September 09, 2010
BTP doesn’t ordinarily focus on blogs, but Paul Krugman’s blog is widely read, and most of us expect him to be right, so it is a big deal when he gets an important point wrong. This morning he told readers that part of the explanation for Japan’s decline in per capita income relative to the U.S. is due to its aging population. He argues that his has led to a drop in the percentage of working age people in the population, which has led to a drop in per capita output.
A quick trip over to the OECD’s data base tells a somewhat different story. While the ratio of working age people to population did fall in Japan over this period, we also see a rather dramatic decline in average hours worked per worker. Average annual hours per worker dropped by 7.0 percent from 1992 to 2008.
This indicates that there was no shortage of potential labor in Japan over this period. If Japan had pursued policies that generated demand, there is no reason to believe that its workforce would not have supplied the necessary labor, inspite of the decline in the percentage of working age people in the population. In other words, Japan’s economy was demand constrained, not supply constrained.

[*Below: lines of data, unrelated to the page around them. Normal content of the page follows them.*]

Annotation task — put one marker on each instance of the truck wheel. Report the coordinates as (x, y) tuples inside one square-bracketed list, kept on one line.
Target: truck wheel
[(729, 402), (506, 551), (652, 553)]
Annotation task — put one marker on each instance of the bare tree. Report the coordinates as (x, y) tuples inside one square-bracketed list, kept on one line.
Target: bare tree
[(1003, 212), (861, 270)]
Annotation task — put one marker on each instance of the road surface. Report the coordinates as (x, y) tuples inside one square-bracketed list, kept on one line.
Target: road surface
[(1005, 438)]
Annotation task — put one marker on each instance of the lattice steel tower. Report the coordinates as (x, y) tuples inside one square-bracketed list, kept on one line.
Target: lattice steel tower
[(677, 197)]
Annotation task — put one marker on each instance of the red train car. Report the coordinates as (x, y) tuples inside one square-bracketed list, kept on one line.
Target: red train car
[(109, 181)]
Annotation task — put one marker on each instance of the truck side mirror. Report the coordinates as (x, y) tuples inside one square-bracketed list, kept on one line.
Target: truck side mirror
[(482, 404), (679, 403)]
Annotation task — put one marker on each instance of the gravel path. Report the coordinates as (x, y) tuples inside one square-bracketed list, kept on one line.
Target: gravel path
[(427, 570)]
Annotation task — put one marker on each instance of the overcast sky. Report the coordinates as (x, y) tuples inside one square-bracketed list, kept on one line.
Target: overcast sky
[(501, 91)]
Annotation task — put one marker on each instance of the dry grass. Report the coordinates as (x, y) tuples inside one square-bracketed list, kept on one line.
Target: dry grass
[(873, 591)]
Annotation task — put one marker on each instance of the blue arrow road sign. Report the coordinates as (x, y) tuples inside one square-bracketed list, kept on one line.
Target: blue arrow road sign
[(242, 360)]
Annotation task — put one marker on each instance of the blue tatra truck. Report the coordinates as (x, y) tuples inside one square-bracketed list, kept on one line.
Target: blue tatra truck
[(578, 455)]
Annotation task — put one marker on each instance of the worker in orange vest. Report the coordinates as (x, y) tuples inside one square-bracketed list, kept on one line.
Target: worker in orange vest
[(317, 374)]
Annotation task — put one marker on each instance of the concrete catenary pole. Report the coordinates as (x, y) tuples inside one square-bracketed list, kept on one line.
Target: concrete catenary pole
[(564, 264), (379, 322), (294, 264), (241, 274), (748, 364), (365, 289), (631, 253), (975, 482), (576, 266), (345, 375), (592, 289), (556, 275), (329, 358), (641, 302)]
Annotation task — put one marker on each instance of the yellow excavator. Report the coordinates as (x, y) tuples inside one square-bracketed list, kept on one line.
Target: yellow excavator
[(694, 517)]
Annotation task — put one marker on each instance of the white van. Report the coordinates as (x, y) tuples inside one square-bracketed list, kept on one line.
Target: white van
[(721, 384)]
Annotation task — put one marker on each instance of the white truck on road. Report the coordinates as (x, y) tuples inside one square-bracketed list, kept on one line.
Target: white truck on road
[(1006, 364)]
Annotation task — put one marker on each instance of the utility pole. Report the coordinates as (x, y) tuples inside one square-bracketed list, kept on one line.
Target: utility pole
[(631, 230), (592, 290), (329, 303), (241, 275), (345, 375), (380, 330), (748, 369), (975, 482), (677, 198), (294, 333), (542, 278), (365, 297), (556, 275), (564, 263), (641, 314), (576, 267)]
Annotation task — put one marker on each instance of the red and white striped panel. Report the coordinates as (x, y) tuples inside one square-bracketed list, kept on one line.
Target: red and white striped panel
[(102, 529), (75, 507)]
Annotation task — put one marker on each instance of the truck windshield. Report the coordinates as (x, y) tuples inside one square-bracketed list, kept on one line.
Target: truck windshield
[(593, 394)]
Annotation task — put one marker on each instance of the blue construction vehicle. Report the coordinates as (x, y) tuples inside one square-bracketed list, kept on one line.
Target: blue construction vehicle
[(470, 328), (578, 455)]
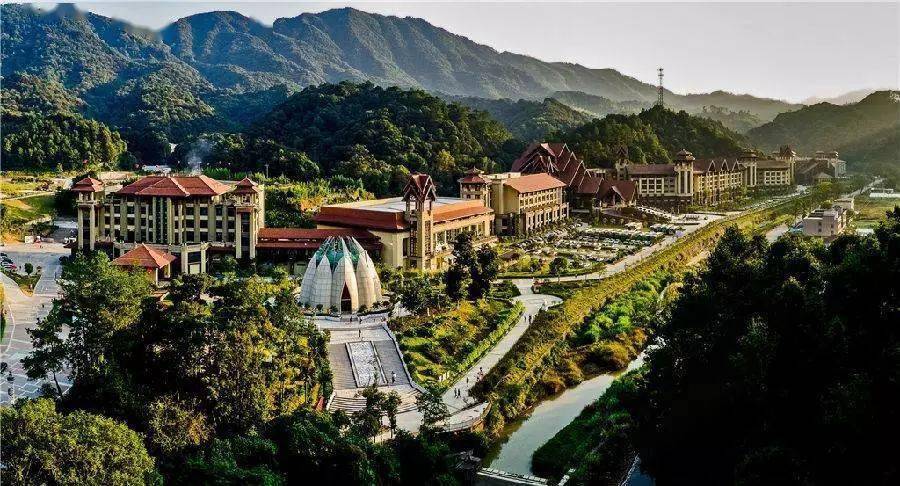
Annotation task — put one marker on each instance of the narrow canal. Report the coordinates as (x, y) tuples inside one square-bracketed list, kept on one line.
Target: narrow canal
[(521, 438)]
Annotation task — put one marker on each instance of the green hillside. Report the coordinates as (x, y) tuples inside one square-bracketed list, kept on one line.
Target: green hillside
[(826, 126), (363, 131), (528, 120), (653, 136)]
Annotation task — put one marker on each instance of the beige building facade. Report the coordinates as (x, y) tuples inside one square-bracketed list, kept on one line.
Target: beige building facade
[(185, 216), (416, 230)]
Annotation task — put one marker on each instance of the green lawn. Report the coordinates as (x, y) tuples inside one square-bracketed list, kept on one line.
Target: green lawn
[(451, 341), (27, 209), (869, 212)]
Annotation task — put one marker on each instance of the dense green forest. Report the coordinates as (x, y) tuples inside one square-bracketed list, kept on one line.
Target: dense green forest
[(195, 390), (861, 131), (528, 120), (42, 129), (380, 135), (789, 384), (653, 136), (739, 121), (220, 71)]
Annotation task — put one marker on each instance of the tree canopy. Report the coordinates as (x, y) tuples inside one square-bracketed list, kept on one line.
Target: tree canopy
[(777, 365), (44, 446)]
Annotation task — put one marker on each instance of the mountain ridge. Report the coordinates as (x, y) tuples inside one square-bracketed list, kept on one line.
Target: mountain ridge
[(238, 53)]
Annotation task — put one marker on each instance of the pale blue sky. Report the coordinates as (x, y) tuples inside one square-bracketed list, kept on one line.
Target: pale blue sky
[(780, 50)]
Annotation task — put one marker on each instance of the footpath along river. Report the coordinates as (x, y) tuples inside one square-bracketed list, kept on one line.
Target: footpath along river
[(521, 438)]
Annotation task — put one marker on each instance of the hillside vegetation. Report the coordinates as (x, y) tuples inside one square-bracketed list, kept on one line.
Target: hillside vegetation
[(221, 71), (866, 130), (529, 120), (653, 136)]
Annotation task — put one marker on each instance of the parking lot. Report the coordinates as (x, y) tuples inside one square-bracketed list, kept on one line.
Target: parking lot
[(23, 312)]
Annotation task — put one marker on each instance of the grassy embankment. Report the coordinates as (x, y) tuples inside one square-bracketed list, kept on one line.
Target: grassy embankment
[(870, 212), (447, 344), (603, 421), (606, 420), (18, 212), (519, 380)]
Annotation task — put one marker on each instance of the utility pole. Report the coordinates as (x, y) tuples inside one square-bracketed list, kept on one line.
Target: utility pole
[(659, 100)]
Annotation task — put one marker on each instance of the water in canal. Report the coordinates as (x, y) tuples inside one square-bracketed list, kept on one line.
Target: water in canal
[(521, 438)]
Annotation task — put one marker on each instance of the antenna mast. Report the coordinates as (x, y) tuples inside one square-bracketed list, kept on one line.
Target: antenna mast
[(659, 100)]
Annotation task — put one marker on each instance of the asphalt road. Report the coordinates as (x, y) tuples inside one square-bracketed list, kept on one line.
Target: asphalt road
[(23, 312)]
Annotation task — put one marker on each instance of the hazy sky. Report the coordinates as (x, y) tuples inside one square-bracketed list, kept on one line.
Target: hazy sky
[(781, 50)]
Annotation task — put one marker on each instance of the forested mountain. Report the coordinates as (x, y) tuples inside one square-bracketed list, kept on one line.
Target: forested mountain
[(843, 99), (176, 77), (42, 129), (598, 105), (739, 121), (863, 132), (653, 136), (364, 131), (528, 120)]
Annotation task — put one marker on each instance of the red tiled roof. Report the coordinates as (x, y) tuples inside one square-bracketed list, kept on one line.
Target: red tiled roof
[(144, 256), (454, 212), (590, 185), (312, 234), (534, 182), (651, 169), (420, 186), (178, 186), (88, 184), (361, 218), (772, 164), (245, 186), (625, 189)]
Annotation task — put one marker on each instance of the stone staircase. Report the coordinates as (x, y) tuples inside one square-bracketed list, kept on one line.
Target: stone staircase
[(349, 402), (391, 362), (341, 370)]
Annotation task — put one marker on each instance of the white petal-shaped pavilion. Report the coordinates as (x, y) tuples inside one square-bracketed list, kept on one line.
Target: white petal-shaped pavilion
[(340, 275)]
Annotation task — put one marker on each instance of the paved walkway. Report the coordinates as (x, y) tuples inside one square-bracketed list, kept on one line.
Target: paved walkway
[(24, 311), (533, 303)]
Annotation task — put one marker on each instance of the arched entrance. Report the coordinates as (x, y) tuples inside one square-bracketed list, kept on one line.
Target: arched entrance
[(346, 303)]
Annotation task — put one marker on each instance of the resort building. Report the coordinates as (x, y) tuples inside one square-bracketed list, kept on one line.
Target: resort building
[(415, 230), (826, 223), (185, 216), (687, 181), (523, 204), (585, 189), (340, 276)]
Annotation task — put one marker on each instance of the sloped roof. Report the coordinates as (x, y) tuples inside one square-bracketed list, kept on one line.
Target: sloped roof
[(627, 190), (472, 176), (772, 164), (178, 186), (534, 182), (144, 256), (652, 169), (88, 184), (245, 186), (420, 186), (462, 211)]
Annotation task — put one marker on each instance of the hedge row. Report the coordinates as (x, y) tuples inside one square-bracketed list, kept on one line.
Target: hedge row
[(511, 384)]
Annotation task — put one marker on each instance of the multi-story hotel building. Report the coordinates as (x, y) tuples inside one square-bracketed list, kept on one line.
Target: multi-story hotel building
[(185, 216), (585, 189), (415, 230), (522, 204), (686, 181)]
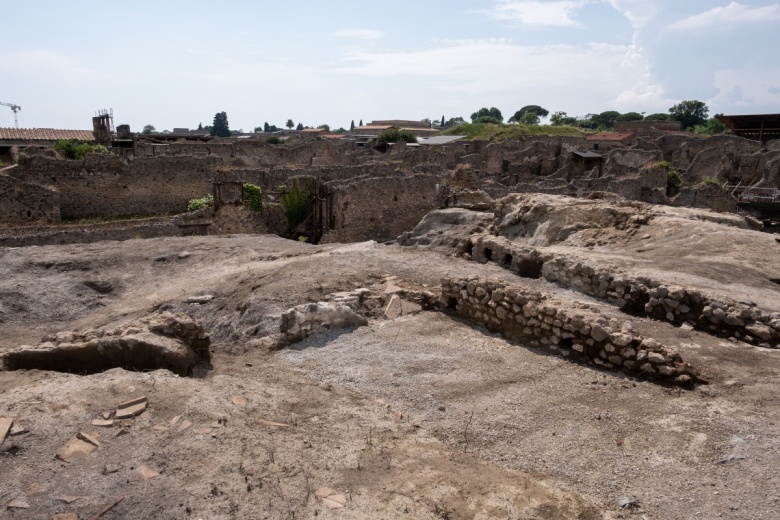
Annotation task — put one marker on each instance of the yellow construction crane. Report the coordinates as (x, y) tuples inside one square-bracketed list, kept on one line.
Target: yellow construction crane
[(15, 108)]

This doesn’t mean that there are not circumstance under which Japan’s population could become supply constrained, it’s just that these circumstances did not exist in the stagnation of the last 18 years. This is sort of like a baseball team that is reduced by injuries to 23 players on its roster (rather than the usual 25), which gets beat 24-2 as a result of an awful performance by its starting pitcher and the early relievers. It may matter at some point that the team only has 23 players to draw upon, but that would not have been the issue in this particular loss.
This point is important because there is a whole industry devoted to scaring the public about the demographic changes that the United States is now experiencing. While these changes will certainly affect the economy, they will not be the main determinants of living standards. The success or failure of economic policy will dwarf the impact that projected decline in the ratio of workers to retirees will have on well-being.